OSTAR day 14

British Beagle
Charles Emmett
Mon 10 Jun 2013 18:34

 

Day 14

Monday 10th June 12.00 BST

Position – 45 17 27N 41 29 07W

Log 1,745 miles (133 over last 24 hours)

 

1200 BST today marks the end of my second week.  Before I started the race and in thinking about the whole challenge of my participation, one of the things that most concerned me was dealing with boredom, as there were bound to be prolonged periods of light or no wind.  Well I shouldn’t have worried – I can honestly say that there have not been more than a few minutes when I have been stuck for something to do.

 

Although my charging problems persist, I have become slightly reticent about them.

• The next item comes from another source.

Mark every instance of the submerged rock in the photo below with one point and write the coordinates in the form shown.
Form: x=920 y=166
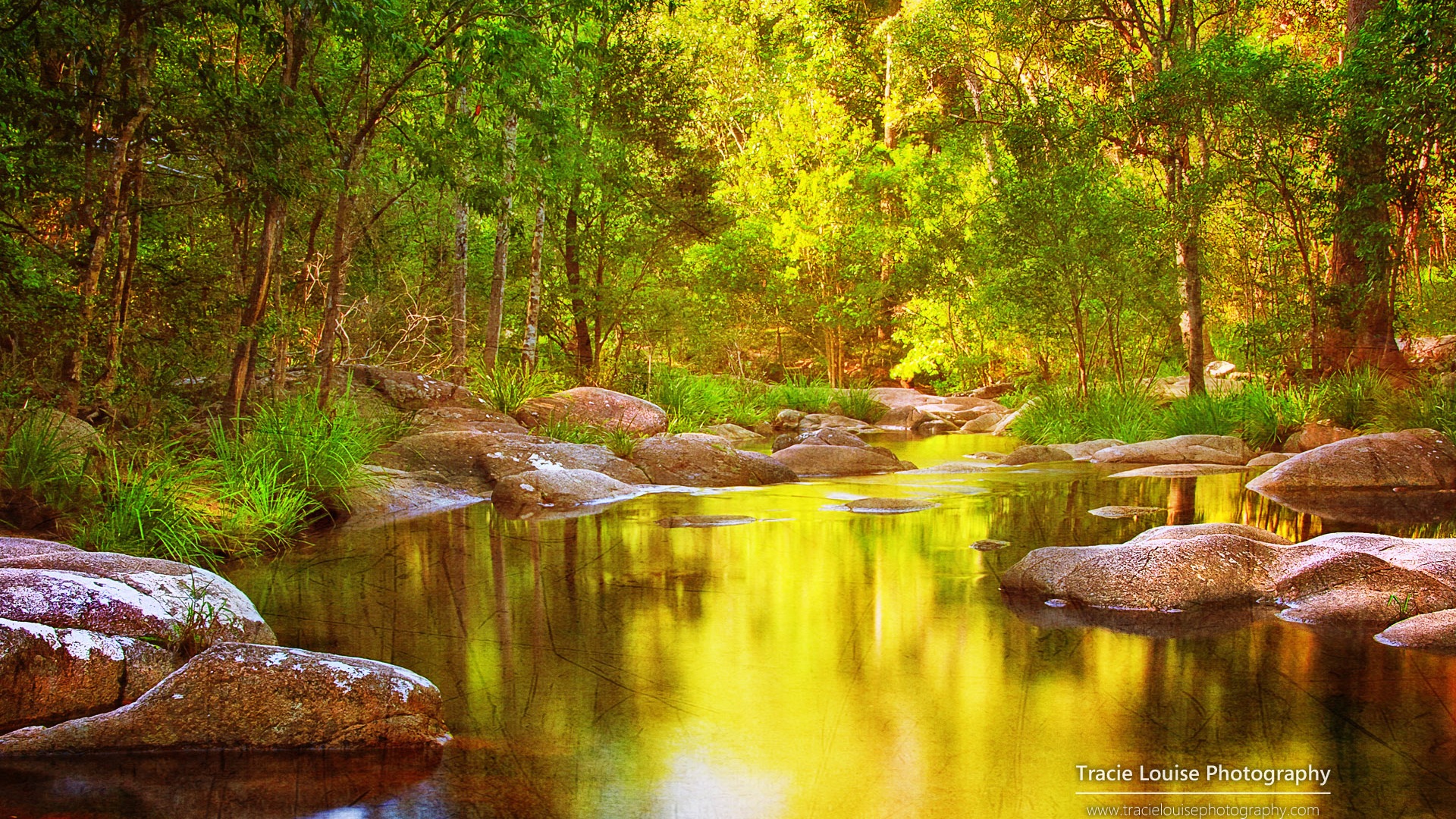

For the last week, I have been tearing my hair out and getting myself in to a right state about it all, hugely frustrated that all my efforts seem to achieve nothing.  Both David and I are now completely stumped as to what the problem actually is – and it may simply be that either the alternator or the batteries are just f***ed! If this is the case, there is nothing I can do about it. Today I dismantled the alternator sensor unit and bypassed it, but it made no difference.  I have decided that tomorrow I will go back to the beginning and start again with the alternator, take it off, strip it of all fittings and replace/clean them again.

 

I have been sailing now since yesterday at about 1800 in good Easterlies, which, although not my most competitive point of sail, has been a welcome respite being able to sail downwind for a while and fast.  During the night the wind speeds got up to 35kn with big swells running and at about 0300 this morning I had to gybe, which proved very exciting!!  I had had the small spinnaker up earlier in the evening, but had decided to get it down before it got dark as the winds were building all the time – what a good move that was!

 

Talking of getting dark, my daylight hours are now markedly different from when I left the UK.  It does not get light until around 0800 in the morning and sunset last night was just after midnight.  The weather has been awful – just one solitary day of sunshine – the rest of the time it has been murky and grey (fifty shades of it) and I am getting a lot of drizzly rain which is singularly unpleasant as I am trying to spend as much time as I can in the cockpit, hand steering, to preserve as much power as I can.

 

At the risk of upsetting a few with another ‘lavatory’ story, but I know Bod will enjoy it…. I was quietly anchored in the heads this morning, when the boat was picked up by a wave and crash gybed.  Luckily I had a preventer rigged, so no damage was done (in these conditions and wind speeds a full crash gybe would quite likely break the goose-neck), but the boat ended up on its ear and pinned down flat.  As I had not closed the door to the heads, I ended up being thrown across the boat, trousers round my ankles, with my head ending up planted in a locker, with some lifejackets – not a very fetching pose.  The one positive outcome was that the deposit in the pan decided not to follow me out – phew.  I was not desperately happy about this situation at the time, but looking back it must have been quite an amusing site – I am sure I saw a wry smile on the lips of Boris.

 

Not much else to report.  I am pushing the boat really hard and it seems to be paying off.  I am still not able to make much of a dent in Jeroboam’s lead, a few miles, but as at the 0800 positions this morning I have final caught and overtaken Tamarind. As she is the lowest rated boat in the fleet at 0.930, just below me at 0.934, I will need to give her a bit of time – something like 2 hours over a 25 day race, so I suspect that I will need to be ahead by 8-10 miles before I am given second on the leader board.  So onward and upward – sailing/engineering/sailing/sleep/sailing – and tea where possible!

 

No pearls of wisdom to share with you today – too busy.

 

Congratulations to Becks and Shay who I understand have got engaged – well done!